Sudan is a frontier where the Arab World met the Sub-Saharan African South; this meant that the main industry for centuries involved slavery with the unending flow of Africans into captivity. Enter the Victorian British, combining anti-slavery with the Great-Power race to occupy Africa, and the Imperial era. Sudan, for the first time in centuries, was stable.
Come independence and the British/Egyptian retreat from their shared administration after less than 60 years. The Arab/Islamic North might have – mostly – given up on slavery, but the attitude that Southern Sudanese were racial inferiors in every sense had survived.
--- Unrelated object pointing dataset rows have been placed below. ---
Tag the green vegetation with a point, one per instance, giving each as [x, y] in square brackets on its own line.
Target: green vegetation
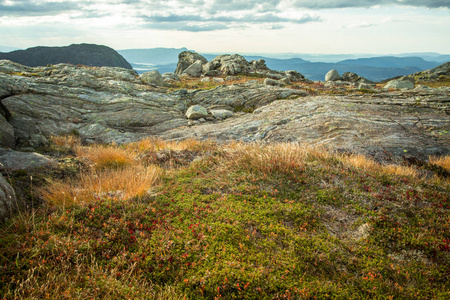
[232, 221]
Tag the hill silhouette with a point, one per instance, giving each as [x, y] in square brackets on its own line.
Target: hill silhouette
[83, 54]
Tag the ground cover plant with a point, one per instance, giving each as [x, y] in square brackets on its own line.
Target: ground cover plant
[229, 221]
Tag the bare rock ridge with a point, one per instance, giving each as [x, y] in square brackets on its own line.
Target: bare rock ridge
[195, 65]
[84, 54]
[109, 104]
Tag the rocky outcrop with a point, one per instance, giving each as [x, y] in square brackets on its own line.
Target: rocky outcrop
[14, 160]
[112, 104]
[8, 201]
[402, 83]
[6, 133]
[152, 78]
[380, 125]
[195, 65]
[187, 58]
[355, 78]
[106, 104]
[196, 112]
[332, 75]
[84, 54]
[100, 104]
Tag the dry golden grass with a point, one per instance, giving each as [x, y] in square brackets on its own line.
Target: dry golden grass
[66, 142]
[104, 157]
[64, 280]
[281, 157]
[120, 184]
[157, 144]
[443, 161]
[363, 162]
The civil war was underway even before official independence.
Cue the usual: Outside parties sent in arms; the Russians angled for anyone who wanted to dabble in Marxism in exchange for power; the Salafist Arab world looked for their agents; Arab clans and Southern tribes competed with each other for influence; and various strongmen attempted coups… the usual. In the meantime, 500,000 people were killed and a greater number were displaced.
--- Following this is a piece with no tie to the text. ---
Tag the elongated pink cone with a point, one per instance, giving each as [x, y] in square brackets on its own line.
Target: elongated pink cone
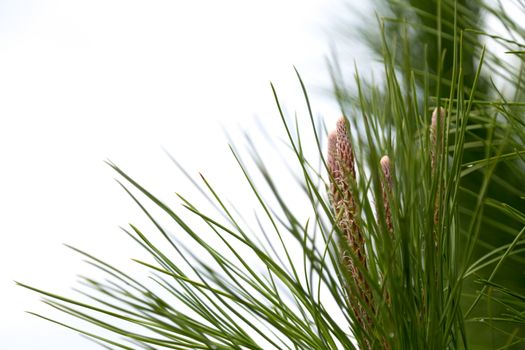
[340, 162]
[386, 187]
In 1973, the Addis Abada Agreement brought a respite. The South was promised a degree of autonomy and more of a share in the government. The uneasy peace lasted for 10 years.
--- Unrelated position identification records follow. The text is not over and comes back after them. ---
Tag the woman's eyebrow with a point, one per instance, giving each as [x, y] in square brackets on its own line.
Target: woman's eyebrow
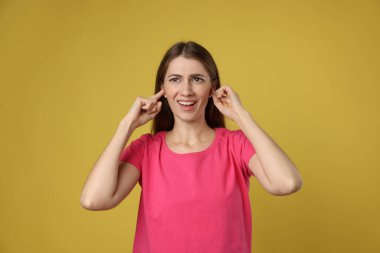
[195, 74]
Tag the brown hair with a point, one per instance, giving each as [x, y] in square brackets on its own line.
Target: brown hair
[164, 120]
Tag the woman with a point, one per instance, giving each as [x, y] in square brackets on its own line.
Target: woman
[194, 173]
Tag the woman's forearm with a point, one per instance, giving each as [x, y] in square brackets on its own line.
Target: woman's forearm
[280, 170]
[101, 182]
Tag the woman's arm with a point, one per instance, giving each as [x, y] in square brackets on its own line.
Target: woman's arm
[101, 183]
[280, 172]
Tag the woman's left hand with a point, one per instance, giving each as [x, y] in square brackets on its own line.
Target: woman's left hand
[228, 102]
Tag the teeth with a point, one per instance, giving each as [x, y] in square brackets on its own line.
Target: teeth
[186, 103]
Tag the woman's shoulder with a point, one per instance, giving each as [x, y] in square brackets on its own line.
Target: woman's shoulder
[150, 138]
[225, 132]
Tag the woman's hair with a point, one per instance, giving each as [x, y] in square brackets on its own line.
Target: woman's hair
[164, 120]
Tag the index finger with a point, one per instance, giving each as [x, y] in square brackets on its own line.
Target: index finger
[158, 94]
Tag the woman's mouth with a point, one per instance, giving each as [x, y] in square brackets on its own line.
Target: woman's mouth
[187, 105]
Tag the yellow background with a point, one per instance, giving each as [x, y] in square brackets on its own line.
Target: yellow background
[308, 71]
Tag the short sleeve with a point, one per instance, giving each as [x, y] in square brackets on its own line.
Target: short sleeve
[134, 152]
[243, 149]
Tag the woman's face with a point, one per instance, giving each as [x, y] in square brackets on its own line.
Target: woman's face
[187, 88]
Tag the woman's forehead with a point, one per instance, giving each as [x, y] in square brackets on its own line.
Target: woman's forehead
[182, 65]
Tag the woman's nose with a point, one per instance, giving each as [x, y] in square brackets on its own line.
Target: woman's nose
[187, 89]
In 1983, President Nimeiry announced his new governance model – the whole country would be governed according to Sharia law as an Islamic state. Cue the usual once more, this time for 22 years. The Second Sudanese Civil War would claim anywhere between 1 to 2 million lives (usually through starvation) and would displace at least 4 million people – often repeatedly
In 2005, the optimistically named ‘Comprehensive Peace Agreement’ was inked and South Sudan embarked on the process of becoming a new nation in 2011. It took about two years before a new civil war got underway in 2013.
If the two Sudanese civil wars were sordidly complex, the South Sudanese one is much more so. Tribal and political rivalries (especially between the Nuer and the Dinka), gunmen who have known nothing else, ethnic cleansing, well-meaning but meaningless UN interventions and diplomacy, and – probably – Sudan itself sticking their oar in when they can.
Standards of warfare learned in 1956-1973 and 1982-2006, are the new ‘normal’ – robbery, rape, and massacre, along with ‘confiscation’ by armies and paramilitaries to feed themselves. This new war has already displaced a couple of million people, and may have killed as many as 300,000 people so far.
Where one of the four horsemen is galloping about reaping his due, the other three can be expected to turn up soon enough… and they have. Drought has kicked in, and South Sudan has barely any infrastructure to speak of, refugees can’t farm, and what passes for government is setting new standards for incompetence and ineptitude.
But the despair of yet another set of famine-victims have been popping up on our news-feeds, and the NGOs are itching to get in and do good. They’ve been in the Sudan before — many, many times — and cannot redress the real causes of the Famine.
In the long run, however, we have three broad choices, all of them unpalatable: Do nothing and let nature and time take its brutal course; go in and start nation-building (with lousy logistics and few traditions to build-on); or muddle along and hope for the best. At least, the third path seems easiest.